LETTERS FROM FELLOW PARENTS

ROZ WEISS

Dear Parents,

If you are reading this handbook right now I can only assume you have just found out you have a child born with a disorder of sex development. I can assure you that I know exactly what you are going through, and I assure you, you are not alone!

My husband and I were living in Hong Kong when we gave birth to our child and were given the news. We felt so alone being so far away from our family and friends and only having each other for comfort while we made arrangements to fly back to the States for all the testing that needed to be done. My husband wanted to keep everything a secret and I wanted to tell the world. Since we had already named our baby girl (we did not find out until the third day that anything was wrong), my husband did not want to even consider the possibility of switching our baby’s gender assignment. He wanted the cosmetic surgery and only let our closest family members know what was going on. Because he felt so embarrassed and ashamed of our daughter’s condition, he bottled all of his emotions up inside and did not want to listen to my doubts about the surgery and my doubts that we might have made the wrong decision raising our child as a female.

Needless to say, that first year was very trying on our relationship.

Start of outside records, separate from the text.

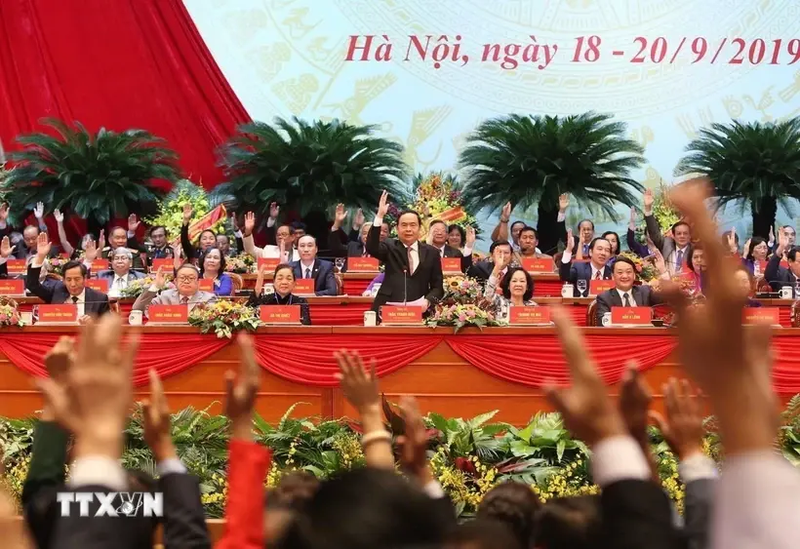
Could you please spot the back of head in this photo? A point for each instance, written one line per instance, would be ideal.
(514, 505)
(484, 534)
(366, 509)
(569, 523)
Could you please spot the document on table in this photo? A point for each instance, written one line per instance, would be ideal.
(416, 303)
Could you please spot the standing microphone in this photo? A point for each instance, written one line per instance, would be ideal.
(405, 286)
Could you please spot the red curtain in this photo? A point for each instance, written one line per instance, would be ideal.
(166, 353)
(532, 360)
(118, 64)
(309, 359)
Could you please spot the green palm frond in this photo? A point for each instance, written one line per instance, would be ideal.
(748, 162)
(96, 176)
(531, 160)
(308, 166)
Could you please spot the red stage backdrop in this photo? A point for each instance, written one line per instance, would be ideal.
(119, 64)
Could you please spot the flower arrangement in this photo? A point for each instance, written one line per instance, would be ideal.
(170, 209)
(224, 317)
(436, 196)
(9, 316)
(240, 264)
(136, 287)
(645, 270)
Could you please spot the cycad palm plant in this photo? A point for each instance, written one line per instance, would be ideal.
(531, 160)
(308, 167)
(751, 164)
(95, 176)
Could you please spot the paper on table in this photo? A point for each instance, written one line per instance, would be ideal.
(416, 303)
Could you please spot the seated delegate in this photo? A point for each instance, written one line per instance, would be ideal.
(283, 282)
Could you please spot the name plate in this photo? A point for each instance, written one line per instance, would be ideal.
(98, 284)
(761, 315)
(363, 264)
(597, 287)
(63, 313)
(206, 285)
(268, 263)
(528, 315)
(631, 316)
(538, 265)
(451, 265)
(168, 314)
(17, 266)
(166, 263)
(393, 314)
(304, 286)
(15, 287)
(280, 314)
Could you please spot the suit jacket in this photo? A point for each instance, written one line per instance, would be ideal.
(398, 283)
(637, 514)
(169, 297)
(481, 270)
(322, 273)
(55, 292)
(778, 276)
(572, 272)
(643, 295)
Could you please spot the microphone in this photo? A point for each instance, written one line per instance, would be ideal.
(405, 286)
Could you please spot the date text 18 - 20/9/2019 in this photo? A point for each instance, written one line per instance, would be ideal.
(444, 49)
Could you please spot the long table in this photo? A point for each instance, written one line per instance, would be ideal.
(455, 375)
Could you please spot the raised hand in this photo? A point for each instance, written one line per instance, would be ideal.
(157, 421)
(470, 237)
(95, 401)
(683, 425)
(6, 249)
(187, 213)
(649, 199)
(359, 384)
(249, 223)
(383, 204)
(43, 246)
(241, 390)
(587, 410)
(133, 223)
(570, 243)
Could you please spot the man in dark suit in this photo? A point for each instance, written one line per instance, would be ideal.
(779, 276)
(438, 239)
(501, 253)
(595, 269)
(72, 290)
(310, 266)
(624, 294)
(413, 272)
(120, 275)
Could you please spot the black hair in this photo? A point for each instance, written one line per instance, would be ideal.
(497, 243)
(453, 227)
(73, 264)
(515, 505)
(505, 285)
(404, 212)
(222, 263)
(619, 242)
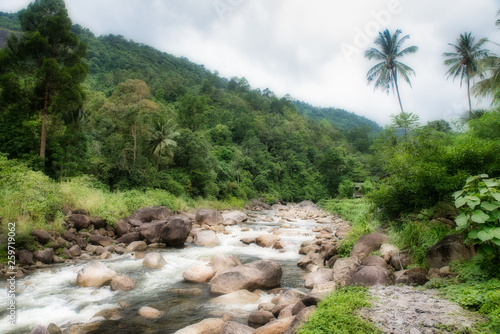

For months I was terrified how my husband would react when I told him that I had decided not to allow the cosmetic surgery on our daughter’s phallus. I was so afraid of how angry he would be that I only allowed myself to tell him the morning of the surgery when it was time for me to sign the consent forms. Surprisingly, my husband handled it better than our surgeon! I did allow the doctors to remove her gonads, and I still wonder whether or not this was the right thing to do.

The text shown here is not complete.